Raf
Dopadł zaułka i skręcił za róg. Nie słyszał za sobą pogoni… spojrzał w górę na krawędzie dachów zaułka. Czyżby mignął jakiś cień? Nerwy.
Macał się skutymi dłońmi po kieszeniach. Nie, telefonu nie było. Zabrali mu przy przeszukaniu. Dobiegł do końca zaułka i wyjrzał. Kilkanaście metrów od niego w poprzek ulicy stał radiowóz. Światła na dachu radiowozu błyskały bezgłośnie. Nigdzie nie zauważył policjantów.
Tu zostać nie mógł, zaułek prowadził prosto do siepaczy Lin Kuei i któryś mógł się pofatygować. Przez ulicę przejść musiał w światłach latarni. Na widoku.
John
Głosy zza drzwi zajęły uwagę Jarka na chwilę. To wystarczyło by John kucnął w cieniu.
- Gdzie…? - Jarek przerwał bo drzwi otworzyły się i weszły dwie uzbrojone dziewczyny. Wyglądały prawie identycznie jak te które rozwalił John.
- Witam panie, co was tu sprowadza?
- Twój zgon… gdzie ten drugi. - zapytała jedna mierząc z kilku centymetrów w twarz Jarka z pistoletu maszynowego MPK.

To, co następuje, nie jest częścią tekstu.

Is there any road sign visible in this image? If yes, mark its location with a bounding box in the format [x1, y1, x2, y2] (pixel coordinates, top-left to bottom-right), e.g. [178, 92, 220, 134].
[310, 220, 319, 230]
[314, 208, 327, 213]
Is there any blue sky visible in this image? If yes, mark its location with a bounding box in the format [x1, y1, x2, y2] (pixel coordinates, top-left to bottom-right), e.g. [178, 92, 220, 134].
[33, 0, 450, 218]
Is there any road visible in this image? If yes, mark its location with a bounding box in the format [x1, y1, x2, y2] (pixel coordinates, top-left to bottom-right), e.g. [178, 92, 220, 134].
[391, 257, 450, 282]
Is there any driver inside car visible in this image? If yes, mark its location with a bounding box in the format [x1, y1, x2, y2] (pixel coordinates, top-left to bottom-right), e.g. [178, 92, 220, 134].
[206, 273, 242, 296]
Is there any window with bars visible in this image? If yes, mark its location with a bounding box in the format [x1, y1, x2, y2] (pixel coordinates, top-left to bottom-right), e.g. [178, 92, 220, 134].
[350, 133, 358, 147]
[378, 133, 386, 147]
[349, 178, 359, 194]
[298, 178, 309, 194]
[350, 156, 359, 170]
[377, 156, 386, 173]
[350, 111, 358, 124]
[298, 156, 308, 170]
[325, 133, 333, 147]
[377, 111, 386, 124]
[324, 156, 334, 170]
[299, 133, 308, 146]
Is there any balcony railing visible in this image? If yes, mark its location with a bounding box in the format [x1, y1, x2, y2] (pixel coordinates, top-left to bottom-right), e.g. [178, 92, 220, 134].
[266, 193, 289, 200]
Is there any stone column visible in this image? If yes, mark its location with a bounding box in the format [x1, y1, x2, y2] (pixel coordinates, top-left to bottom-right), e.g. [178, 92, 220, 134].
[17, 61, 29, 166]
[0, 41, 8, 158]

- Poszedł się odlać - pytany skinął głową w kierunku rogu pokoju.
John musiał przyznać, że skurwiel miał jaja. Nawet mu głos nie drgnął. Co więcej, odwrócił uwagę strażniczek od ukrytego w drugim rogu Johna. No chyba, że myślał, że John schował się w kiblu. Tak czy inaczej szpieg raczej nie planował z tego powodu stawiać mu piwa.